Flibanserin failed its trials as an anti-depressant, but when the company asked test subjects to return the unused portion, patients were reluctant. (The 2001 movie Serendipity starred John Cusack and Kate Beckinsale.)
So, like any good drug maker Boehringer tried, tried again. What the University of North Carolina now reports is that it increases a woman's sex drive.
A lot of the media is touting this as "female Viagra," but it's really no such thing. Viagra makes sex possible. Flibanserin just seems to make it desirable. Boehringer funded the UNC study.
The analogy was used by obstetrics professor John Thorp in his press release because the discovery was based on serendipity. (Hence the movie reference.) Viagra was a failed heart medicine, just as flibanserin was a failed anti-depressant, until the drug-maker found its other potential.
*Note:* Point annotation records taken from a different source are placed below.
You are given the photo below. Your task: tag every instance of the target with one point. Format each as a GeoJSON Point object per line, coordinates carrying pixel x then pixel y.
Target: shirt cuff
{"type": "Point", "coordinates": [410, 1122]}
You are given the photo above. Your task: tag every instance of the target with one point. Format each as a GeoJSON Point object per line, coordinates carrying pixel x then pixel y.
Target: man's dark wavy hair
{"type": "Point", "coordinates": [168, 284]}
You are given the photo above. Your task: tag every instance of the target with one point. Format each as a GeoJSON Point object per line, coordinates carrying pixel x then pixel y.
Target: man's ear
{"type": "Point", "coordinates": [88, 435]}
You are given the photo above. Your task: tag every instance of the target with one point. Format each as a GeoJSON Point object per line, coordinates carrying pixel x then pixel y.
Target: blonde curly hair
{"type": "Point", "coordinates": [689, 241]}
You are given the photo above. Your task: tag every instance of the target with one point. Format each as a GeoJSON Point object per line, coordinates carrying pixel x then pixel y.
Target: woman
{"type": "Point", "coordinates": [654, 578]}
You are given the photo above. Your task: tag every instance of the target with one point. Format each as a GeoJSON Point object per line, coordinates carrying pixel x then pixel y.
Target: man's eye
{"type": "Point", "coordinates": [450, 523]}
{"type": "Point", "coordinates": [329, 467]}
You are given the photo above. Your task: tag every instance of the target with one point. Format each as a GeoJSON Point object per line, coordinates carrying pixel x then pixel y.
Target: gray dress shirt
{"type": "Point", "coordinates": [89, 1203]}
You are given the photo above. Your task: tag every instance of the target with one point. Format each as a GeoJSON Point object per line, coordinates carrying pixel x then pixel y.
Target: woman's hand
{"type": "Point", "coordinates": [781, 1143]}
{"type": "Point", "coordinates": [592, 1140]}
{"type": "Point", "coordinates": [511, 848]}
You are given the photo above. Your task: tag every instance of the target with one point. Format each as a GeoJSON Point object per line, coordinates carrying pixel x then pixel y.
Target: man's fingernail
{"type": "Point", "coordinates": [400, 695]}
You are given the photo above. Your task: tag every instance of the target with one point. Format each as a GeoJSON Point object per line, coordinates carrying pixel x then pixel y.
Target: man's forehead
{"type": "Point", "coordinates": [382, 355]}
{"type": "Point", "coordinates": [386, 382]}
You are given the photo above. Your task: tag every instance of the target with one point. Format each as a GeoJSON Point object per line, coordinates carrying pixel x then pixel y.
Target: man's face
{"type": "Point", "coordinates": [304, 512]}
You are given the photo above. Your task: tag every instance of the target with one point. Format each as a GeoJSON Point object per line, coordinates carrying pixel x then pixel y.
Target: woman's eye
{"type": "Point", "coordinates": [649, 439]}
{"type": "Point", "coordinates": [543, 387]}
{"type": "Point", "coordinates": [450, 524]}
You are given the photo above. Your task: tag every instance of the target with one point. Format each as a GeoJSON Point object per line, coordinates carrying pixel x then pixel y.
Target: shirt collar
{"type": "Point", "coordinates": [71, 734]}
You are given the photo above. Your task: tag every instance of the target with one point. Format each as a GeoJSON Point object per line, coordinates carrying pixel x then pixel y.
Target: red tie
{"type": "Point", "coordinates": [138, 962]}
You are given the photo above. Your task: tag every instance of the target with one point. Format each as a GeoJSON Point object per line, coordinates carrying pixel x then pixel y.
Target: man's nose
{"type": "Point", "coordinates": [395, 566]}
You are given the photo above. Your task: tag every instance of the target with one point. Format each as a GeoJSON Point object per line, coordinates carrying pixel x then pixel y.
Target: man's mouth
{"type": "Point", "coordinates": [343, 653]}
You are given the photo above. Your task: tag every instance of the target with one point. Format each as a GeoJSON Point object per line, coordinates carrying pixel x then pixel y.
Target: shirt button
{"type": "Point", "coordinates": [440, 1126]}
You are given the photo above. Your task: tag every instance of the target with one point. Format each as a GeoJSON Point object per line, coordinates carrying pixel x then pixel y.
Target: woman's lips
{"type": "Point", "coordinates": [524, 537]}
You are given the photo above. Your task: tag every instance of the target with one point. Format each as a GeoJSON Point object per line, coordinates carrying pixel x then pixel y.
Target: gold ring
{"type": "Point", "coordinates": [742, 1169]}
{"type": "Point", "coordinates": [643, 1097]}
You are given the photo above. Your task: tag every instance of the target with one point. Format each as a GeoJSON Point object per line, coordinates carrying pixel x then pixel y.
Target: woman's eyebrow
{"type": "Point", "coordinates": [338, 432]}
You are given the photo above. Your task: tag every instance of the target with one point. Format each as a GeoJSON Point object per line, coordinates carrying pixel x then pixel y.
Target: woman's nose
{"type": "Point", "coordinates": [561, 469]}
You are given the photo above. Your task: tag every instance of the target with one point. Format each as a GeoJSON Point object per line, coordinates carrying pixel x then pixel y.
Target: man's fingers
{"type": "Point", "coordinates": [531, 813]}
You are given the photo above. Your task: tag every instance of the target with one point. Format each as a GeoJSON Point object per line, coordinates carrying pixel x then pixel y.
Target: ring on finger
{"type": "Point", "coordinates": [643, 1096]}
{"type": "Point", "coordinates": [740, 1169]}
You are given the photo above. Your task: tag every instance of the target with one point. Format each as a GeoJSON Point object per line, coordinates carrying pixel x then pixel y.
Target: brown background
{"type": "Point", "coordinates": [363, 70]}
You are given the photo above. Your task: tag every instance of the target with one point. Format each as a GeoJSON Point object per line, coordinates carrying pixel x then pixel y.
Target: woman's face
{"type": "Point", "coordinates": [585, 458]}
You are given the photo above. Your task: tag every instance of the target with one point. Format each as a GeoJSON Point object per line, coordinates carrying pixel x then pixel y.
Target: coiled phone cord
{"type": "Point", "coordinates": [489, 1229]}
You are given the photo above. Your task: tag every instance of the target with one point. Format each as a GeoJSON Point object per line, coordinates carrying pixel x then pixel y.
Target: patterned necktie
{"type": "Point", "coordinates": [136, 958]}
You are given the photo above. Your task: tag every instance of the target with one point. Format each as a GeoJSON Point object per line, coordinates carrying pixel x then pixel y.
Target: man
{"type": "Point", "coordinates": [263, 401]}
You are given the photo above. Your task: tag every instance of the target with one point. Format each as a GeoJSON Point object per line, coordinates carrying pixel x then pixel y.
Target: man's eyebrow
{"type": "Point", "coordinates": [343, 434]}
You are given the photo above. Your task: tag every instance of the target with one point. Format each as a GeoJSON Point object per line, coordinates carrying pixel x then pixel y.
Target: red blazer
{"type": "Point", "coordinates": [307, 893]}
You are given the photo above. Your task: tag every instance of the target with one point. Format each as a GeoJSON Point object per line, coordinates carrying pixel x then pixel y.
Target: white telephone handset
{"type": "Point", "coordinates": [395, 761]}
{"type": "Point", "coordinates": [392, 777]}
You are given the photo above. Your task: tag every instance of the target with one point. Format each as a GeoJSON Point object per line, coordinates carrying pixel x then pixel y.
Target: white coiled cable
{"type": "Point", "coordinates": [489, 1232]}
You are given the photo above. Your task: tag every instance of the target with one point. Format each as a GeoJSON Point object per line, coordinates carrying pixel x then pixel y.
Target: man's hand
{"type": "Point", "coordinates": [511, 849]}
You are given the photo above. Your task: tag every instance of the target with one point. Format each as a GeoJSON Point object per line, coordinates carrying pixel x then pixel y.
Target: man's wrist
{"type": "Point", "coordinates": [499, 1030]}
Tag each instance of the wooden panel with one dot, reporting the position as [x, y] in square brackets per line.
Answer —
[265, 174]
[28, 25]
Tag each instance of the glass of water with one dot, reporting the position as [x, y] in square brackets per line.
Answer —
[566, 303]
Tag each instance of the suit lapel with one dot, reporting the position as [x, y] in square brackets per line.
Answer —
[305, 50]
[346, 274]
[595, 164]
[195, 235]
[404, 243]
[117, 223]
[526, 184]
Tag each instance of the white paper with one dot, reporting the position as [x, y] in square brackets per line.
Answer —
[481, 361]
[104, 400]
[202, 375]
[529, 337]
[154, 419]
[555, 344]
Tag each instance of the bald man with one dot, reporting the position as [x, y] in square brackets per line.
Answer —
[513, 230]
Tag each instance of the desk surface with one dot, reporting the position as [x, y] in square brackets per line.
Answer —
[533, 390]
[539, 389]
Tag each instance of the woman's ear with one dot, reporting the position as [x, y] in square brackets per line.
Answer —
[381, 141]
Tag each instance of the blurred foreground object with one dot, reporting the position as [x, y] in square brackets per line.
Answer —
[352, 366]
Research indicates as many as 10-25% of all women suffer from low sexual desire. Until now testosterone patches were the drug of choice, but that's the male hormone, and results in male-like side effects.
Flibanserin seems to attack the problem from the mind, from the inside-out. The latest study tested it on women diagnosed with Hypoactive Sexual Desire Disorder, a clinical condition not easily distinguished from depression. Some women have it for their whole lives, others acquire it. The diagnosis dates from 1977.
In the study, almost 2,000 sufferers were given either the drug or a placebo. A dose of 100 milligrams per day was considered effective. Success was measured through a Female Sexual Function Index (FSFI) and the reports of participants.
This does not mean women are going to be popping flibanserin like men pop Viagra. Anti-depressants must be taken daily, and over time, not just when you want a little action.
At this point Boerhringer may seek a license to sell it only as a cure for the condition against which it was tested, and patients would require a specific diagnosis to be prescribed.
This is a psychological story, not a nudge-nudge story.